O Festival Interativo Música e Arquitetura, em homenagem aos 458 anos da cidade do Rio, reunirá musicistas tarimbados com participação do diretor do museu, comentando a história do monumento arquitetônico e promovendo uma visita guiada.
O concerto começa celebrando o jardim realizado, no tempo do Barão, pelo paisagista francês Auguste Marie François Glaziou e remodelado para a sua ocupação pela sede do Poder Executivo Nacional por seu discípulo Paul Villon. Os movimentos Le jet d'eau e Recueillement da obra "Cinco Poemas de Baudelaire", de Claude Debussy, e As Ninféias do ciclo "Os Olhos de quem vê", de Pablo Castellar, irão dialogar com o jardim, seus pequenos lagos e o belo chafariz que representa o Nascimento de Vênus realizado na França pela Fundição Val D´Osne.
Em seguida, o programa chega a Heitor Villa-Lobos, compositor que durante o regime de Getúlio Vargas implementou um programa de educação musical nas escolas. Neste momento, é lembrado o complexo contexto sociocultural brasileiro do início do século XX, no qual a ideia de modernidade e a invenção da nação se misturavam.

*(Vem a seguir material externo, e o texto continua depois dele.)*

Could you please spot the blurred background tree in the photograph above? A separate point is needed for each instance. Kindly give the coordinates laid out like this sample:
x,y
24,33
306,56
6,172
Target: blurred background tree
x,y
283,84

Na obra "Suite Para Canto e Violino", expressa-se a personalidade musical singular do compositor que ligado às experimentações traz uma visão musical particular do Brasil. No terceiro e último movimento, Sertaneja, as onomatopeias aparecem como recursos musicais para reforçar o ambiente rural/tradicional, seja com o som da rabeca, de danças sertanejas, do galope da boiada ou de tiros de espingarda. Tiros que talvez ecoem o disparo desferido por Getúlio contra o próprio peito.
Para celebrar o Salão Mourisco, com sua decoração inspirada na arte islâmica, o trio irá apresentar Sheherazade, de Rimsky-Korsakov, que conta a história da lendária rainha persa que fascinou e ganhou o eterno amor do Rei Shariar ao narrar fantásticas histórias por mil e uma noites. Já no Salão de Banquetes, também utilizado por Getúlio Vargas como um espaço para suas reuniões ministeriais, destacam-se no teto estuques com frutos e nos arcos pinturas de naturezas mortas, do italiano Domenichino. Momento em que o programa busca refletir a beleza vegetal e o estilo barroco através da ária Ombra mai fu (Nunca houve uma sombra), da ópera Xerxes.
Para dialogar com cenas mitológicas que encontramos no primeiro andar do palácio e que copiam os afrescos pintados pelo renascentista italiano Rafael (1483-1520) na Villa Farnesina e a cópia em metal da escultura Afrodite de Cápua, que se encontra no Museu Nacional de Nápoles, segue o lamento de Dido, When I am laid in earth (Quando eu descer à terra), de Dido e Enéias, ópera de Henry Purcell que retrata o amor da rainha de Cartago, Dido, pelo herói troiano Eneias. Na Ilíada de Homero, Eneias é o guerreiro favorito de Apolo, o que nos permite também com essa música fazer uma alusão à Troia, representada nas cenas da vida de Apolo que encontramos no friso do Salão Nobre.
Subindo para o segundo andar, observam-se os vitrais de sua galeria que representam musas e outras figuras mitológicas, trazendo a ária cantada pela Ninfa aquática "Rusalka", que dá nome a ópera Antonín Dvořak, intitulada A Lua. Em seguida, uma celebração ao Salão Veneziano, local onde se realizavam as apresentações musicais deste palácio. Seu nome decorre do estilo do mobiliário, com móveis pesados e ricamente decorados. Foi neste espaço que ocorreu o polêmico sarau com músicas da compositora e maestrina Chiquinha Gonzaga, promovido pela primeira-dama do presidente Hermes da Fonseca, D. Nair de Teffé. Nele foi apresentada a obra Corta-Jaca, que escandalizou a sociedade da época.
O concerto chega ao fim com Ich bin der Welt abhanden gekommen, de Gustav Mahler, novamente lembrando Getúlio Vargas com esta obra que evoca a paz alcançada pelo fim de uma vida em meio à turbulência do mundo. Da mesma forma vemos isso refletido nas palavras perpetuadas ao fim da carta testamento Getúlio, "...Nada receio. Serenamente dou o primeiro passo no caminho da eternidade e saio da vida para entrar na história." Na música vemos os aspectos mais importantes da existência do autor: seu céu, sua vida e sua canção. Um isolamento e uma desolação que se transformam em paixão quando o poeta se declara morto para o mundo.